Their proposals now move to budget hearings, where SSFC Representatives will determine how much funding the organizations will receive.

Members of ALPS were pleased with the outcome and optimistic their funding request will be approved by the committee during their hearing in two weeks.

"After a lot of debate, I think the committee was confident that we were fiscally responsible," ALPS member Anders Brown said after leaving the hearing.

Fellow ALPS member Maureen Bean agreed with Brown.

"[W]e're not asking for a huge increase," Bean added.

Members of the LGBTCC were not present for comment, but are expected to attend their budget hearing in two weeks.

The SSFC also heard funding proposals from four other organizations during Monday's meeting.

The committee agreed to discuss and vote on proposals from the Campus Women's Center, the Rape Crisis Center and Polygon — an engineering student organization.

The committee, however, rejected a proposal from the Legal Information Center, leading "shocked" LIC members to confront many SSFC representatives during and after the meeting.

"I was surprised by their decision," LIC Director Angela Thundercloud said after the committee voted 10-4 not to hear her organization's proposal. "I was under the impression it wasn't going to be a big deal and I was surprised at how heated it got."

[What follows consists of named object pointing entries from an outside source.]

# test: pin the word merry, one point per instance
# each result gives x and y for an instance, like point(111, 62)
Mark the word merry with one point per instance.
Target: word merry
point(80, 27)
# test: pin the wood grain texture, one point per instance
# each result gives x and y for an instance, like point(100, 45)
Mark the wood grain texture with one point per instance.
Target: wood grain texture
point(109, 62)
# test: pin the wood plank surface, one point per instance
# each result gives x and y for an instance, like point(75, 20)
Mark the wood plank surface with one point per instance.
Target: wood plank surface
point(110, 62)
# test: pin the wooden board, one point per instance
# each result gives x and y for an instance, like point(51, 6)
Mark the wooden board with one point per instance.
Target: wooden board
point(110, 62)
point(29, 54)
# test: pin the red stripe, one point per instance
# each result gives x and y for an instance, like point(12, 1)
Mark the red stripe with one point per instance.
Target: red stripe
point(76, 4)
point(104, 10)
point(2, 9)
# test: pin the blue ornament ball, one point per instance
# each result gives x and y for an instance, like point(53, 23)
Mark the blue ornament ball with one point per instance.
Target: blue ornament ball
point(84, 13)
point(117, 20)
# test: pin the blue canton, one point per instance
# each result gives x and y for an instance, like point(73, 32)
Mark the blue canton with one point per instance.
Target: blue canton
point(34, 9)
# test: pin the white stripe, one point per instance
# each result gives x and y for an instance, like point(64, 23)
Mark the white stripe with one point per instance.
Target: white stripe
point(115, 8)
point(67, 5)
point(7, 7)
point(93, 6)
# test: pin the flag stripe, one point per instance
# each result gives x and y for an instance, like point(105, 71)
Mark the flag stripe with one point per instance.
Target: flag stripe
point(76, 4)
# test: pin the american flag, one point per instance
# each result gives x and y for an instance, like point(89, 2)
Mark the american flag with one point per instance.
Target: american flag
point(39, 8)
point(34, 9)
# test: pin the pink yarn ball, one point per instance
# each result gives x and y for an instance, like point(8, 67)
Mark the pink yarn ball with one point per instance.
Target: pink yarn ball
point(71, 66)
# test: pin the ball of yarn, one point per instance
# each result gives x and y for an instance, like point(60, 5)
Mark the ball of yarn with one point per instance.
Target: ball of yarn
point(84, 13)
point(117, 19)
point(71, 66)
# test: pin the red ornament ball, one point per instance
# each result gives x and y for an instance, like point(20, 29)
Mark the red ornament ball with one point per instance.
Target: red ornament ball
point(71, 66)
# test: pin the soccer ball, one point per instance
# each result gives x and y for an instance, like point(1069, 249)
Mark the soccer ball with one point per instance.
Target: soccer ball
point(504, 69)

SSFC members cited the organization's late application as a sign the LIC did not respect the privilege of student funding.

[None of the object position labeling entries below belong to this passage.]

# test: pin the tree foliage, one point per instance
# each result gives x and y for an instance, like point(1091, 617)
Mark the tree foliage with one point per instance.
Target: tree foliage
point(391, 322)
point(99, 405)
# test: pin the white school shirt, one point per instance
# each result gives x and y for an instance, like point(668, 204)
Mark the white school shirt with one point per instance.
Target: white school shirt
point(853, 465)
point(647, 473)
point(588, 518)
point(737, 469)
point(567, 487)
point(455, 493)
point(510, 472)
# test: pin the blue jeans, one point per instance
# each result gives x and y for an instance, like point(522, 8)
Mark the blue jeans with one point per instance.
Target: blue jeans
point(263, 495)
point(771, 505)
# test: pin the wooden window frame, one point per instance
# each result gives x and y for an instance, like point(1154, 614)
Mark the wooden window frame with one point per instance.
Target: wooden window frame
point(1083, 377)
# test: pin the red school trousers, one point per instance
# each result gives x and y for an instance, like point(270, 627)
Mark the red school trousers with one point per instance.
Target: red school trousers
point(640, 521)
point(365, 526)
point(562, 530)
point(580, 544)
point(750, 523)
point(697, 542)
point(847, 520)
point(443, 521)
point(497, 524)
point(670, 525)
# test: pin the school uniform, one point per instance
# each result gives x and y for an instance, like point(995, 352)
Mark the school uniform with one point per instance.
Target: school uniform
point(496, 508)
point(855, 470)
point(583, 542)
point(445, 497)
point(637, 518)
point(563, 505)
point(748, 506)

"We have a responsibility to ethically allocate these student fees," SSFC Representative Barbara Kiernoziak said during committee debate on the issue. "This is a sign of disrespect to the process and the students who pay for [the LIC] organization to exist."

LIC members promised to request a motion to reconsider the application.

Despite the intense debates, SSFC representatives said they left Monday's meeting feeling good about their work, and looked forward to hearing more proposals from student organizations later this week.

"It was good overall," SSFC Representative Brad Vogel said after the meeting. Most representatives echoed Vogel's sentiments.